Robert do you know the expected up time on the oleds? I know it can suffer the same, often exaggerated, retention issues as plasma. Mainly with blue cell life; I think???


----------



## JimShaw (Apr 30, 2012)

Robert Zohn said:


> Hi bustmethat, welcome to HTS!
> 
> I just compared the pixel grids our OLED against several LCD/LED and PDP displays and they all look the same to me. You have to compare only 55" screens to determine if the pixel layout or pattern varies form one display to another.
> 
> ...


Looking forward to your thoughts after the evaluation. 

Also, please give us your impression regarding before and after calibration. Did the factory do well or does it still need tweaking?



m


----------



## Robert Zohn (Aug 13, 2011)

Thanks for the replies. Only Samsung uses the R/G/B OLED bulbs and they have engineered a method to help the sub-pixels age consistently. Basically, Samsung doubled the size of the blue OLED and drive the blue sub-pixel with 1/2 power so it is designed to have the same half life as the red and green sub-pixels.

LG has a different approach with their exclusive patterned WRGB, that uses all white OLED and filters the white sub-pixels with Red/Green and Blue so the OLED is not subject to color shifting. 

LG's method is more cost effective to manufacturer and they also benefit with higher yields, which is why LG is the only manufacturer with full production on two models and they have aggressive plans for 4K OLED TVs in 55", 65" and 77" by the end of this summer.

From what I am told you can expect 30,000 hours to half life. Which is a lot less than PDP or LCD/LED, but still gives the average user many years of exceptional service.

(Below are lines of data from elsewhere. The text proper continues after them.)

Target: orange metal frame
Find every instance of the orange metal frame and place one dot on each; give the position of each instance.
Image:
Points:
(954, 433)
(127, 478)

I urge any HTS members or visitors reading this thread to stop by our showroom to see these stunning OLED displays. We have all three models in one room, Samsung's 55" KN55S9, LG's 55" 55EA9800 and LG's 55" 55EA8800.

For LG's OLED TVs they very accurate in the factory calibrated THX modes.

-Robert


----------



## JimShaw (Apr 30, 2012)

Robert Zohn said:


> Thanks for the replies. Only Samsung uses the R/G/B OLED bulbs and they have engineered a method to help the sub-pixels age consistently. Basically, Samsung doubled the size of the blue OLED and drive the blue sub-pixel with 1/2 power so it is designed to have the same half life as the red and green sub-pixels.
> 
> LG has a different approach with their exclusive patterned WRGB, that uses all white OLED and filters the white sub-pixels with Red/Green and Blue so the OLED is not subject to color shifting.
> 
> ...


Robert

If only that was possible. It would cost me a little over $700 to fly out your way to stop by. My thinking is save it for my next display. For me, who changes out TV's about every 2 years, 30,000 hours is a life time.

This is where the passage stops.